Bellamy scoffs. “They never would have killed me.” She eyes Doc Z with blatant disgust. “They understand how this world works. I’m too powerful to be put down.”
Doc Z finally makes a move for the former dire awry. Bellamy doesn’t even attempt to stop the vicious punch aimed for her. Cay shouts, also darting forward.
Presh is standing far too close to the brawl poised to destroy the immediate area.
So I reach for Doc Z’s threads, grabbing all of them at once.
She jerks to a stop, her fist only an inch from Bellamy’s smirking face.
“I said that’s enough.” I yank Doc Z back, using a little too much power, because she stumbles and falls to her knees at my feet. “All the choices leading up to this moment have already been made. Dissecting the past fixes nothing.”
Doc Z finally looks at me directly, peering up even as her head is partially bowed. Hatred that I previously missed, or that’s flourished in the months I’ve been gone, radiates from her. “You don’t command me.”
Cay moans quietly, stifling the sound.
I remove my sunglasses, giving Doc Z all the eye contact she seems to crave in this moment.
Zephyr starts to shake, but she doesn’t drop my gaze. “If you’re so fucking powerful, where the fuck have you been? You’re just toying with them and harboring mass fucking murderers now … because you’re just like the rest.”
“Oh, fuck.” Cay takes a shaky breath. “Zaya … please …”
“I’m not going to hurt her, Cay,” I say evenly. “But … you will stay away from Precious, Zephyr. You will voluntarily tell the Outcast that you’re transferring to another pack. Or I will inform him of your prejudices against his nieces.”
“This is my pack,” Doc Z gasps. “It’s not your decision —”
“I could rip the pack bonds from you right now,” I say, still calm.
“I won’t because it might kill you.
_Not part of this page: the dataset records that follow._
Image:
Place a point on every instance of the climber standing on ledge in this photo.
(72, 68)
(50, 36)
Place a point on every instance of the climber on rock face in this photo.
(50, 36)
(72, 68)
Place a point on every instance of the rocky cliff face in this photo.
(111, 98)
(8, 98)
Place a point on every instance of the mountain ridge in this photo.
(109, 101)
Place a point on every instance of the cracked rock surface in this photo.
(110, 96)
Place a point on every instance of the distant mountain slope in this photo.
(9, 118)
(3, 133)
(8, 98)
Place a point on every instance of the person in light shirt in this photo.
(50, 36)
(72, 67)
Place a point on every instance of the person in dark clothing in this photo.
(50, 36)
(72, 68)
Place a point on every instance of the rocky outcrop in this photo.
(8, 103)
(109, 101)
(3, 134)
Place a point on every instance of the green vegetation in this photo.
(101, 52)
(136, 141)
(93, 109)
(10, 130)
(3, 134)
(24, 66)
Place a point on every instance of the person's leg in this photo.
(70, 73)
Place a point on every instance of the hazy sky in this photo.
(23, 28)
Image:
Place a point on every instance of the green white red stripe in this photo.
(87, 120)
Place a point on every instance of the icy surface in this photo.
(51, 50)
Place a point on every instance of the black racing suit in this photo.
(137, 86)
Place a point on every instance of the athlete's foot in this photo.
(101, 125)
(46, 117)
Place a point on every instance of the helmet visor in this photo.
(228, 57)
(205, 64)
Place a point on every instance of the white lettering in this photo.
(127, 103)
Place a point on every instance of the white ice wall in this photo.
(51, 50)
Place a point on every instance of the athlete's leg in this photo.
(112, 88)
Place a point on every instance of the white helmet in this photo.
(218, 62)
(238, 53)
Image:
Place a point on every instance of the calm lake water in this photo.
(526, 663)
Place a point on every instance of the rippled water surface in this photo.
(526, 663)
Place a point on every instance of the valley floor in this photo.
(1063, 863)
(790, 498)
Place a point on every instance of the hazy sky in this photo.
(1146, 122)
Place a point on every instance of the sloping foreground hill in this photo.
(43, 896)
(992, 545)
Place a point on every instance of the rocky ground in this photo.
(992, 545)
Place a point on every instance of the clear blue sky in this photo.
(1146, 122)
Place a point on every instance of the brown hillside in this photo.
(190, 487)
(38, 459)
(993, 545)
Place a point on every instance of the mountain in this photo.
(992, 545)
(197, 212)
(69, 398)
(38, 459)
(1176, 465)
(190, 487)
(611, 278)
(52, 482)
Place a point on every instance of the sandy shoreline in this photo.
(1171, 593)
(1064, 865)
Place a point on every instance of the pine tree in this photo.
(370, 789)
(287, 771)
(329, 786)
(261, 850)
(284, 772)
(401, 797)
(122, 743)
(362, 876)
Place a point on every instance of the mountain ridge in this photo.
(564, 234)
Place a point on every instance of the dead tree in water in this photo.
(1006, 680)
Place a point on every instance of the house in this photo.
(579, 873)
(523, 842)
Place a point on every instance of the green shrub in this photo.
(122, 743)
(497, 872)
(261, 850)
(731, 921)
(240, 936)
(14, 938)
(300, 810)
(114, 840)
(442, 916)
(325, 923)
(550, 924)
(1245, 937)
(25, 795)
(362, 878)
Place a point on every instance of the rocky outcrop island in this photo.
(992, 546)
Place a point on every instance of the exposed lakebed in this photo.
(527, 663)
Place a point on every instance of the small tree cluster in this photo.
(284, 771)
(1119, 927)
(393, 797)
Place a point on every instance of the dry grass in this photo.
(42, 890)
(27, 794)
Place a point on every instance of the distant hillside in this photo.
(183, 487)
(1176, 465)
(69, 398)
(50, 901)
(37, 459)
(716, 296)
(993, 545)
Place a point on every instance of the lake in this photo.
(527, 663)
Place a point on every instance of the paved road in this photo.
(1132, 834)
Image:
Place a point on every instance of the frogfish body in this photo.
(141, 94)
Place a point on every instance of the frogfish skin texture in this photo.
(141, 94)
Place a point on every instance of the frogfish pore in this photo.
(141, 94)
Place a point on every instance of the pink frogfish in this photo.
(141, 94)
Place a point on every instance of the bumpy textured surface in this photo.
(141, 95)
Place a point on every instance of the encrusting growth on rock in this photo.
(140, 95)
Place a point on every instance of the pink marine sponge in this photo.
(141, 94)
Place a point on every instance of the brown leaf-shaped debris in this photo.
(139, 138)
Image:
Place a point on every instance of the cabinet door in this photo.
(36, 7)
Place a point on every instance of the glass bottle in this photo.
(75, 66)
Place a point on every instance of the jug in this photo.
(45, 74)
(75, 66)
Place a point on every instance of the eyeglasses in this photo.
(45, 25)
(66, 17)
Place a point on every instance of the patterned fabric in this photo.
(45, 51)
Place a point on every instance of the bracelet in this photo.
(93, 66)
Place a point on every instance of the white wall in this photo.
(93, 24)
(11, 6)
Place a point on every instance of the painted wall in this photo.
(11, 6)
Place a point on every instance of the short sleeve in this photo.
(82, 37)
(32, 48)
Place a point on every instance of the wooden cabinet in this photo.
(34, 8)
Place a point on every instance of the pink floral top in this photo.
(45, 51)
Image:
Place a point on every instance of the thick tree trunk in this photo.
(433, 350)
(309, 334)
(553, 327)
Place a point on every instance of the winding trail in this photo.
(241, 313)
And because you’re correct.
Normally, I stay outside such petty disputes and interests, but Presh is mine.
As is Bellamy, Rought, Rath, and even fucking Reck.
And you’re very ill-informed if you think the Outcast would even try to countermand my claim on them. ”
“Zaya …” Presh murmurs, clearly thinking I’m being too harsh.
“No, Presh,” I say firmly. “I’m not handing out second chances when someone I love is clearly threatened. Especially without any evidence of remorse.” I release my hold on Doc Z’s threads, offering her my hand instead. I truly didn’t intend to knock her to her knees.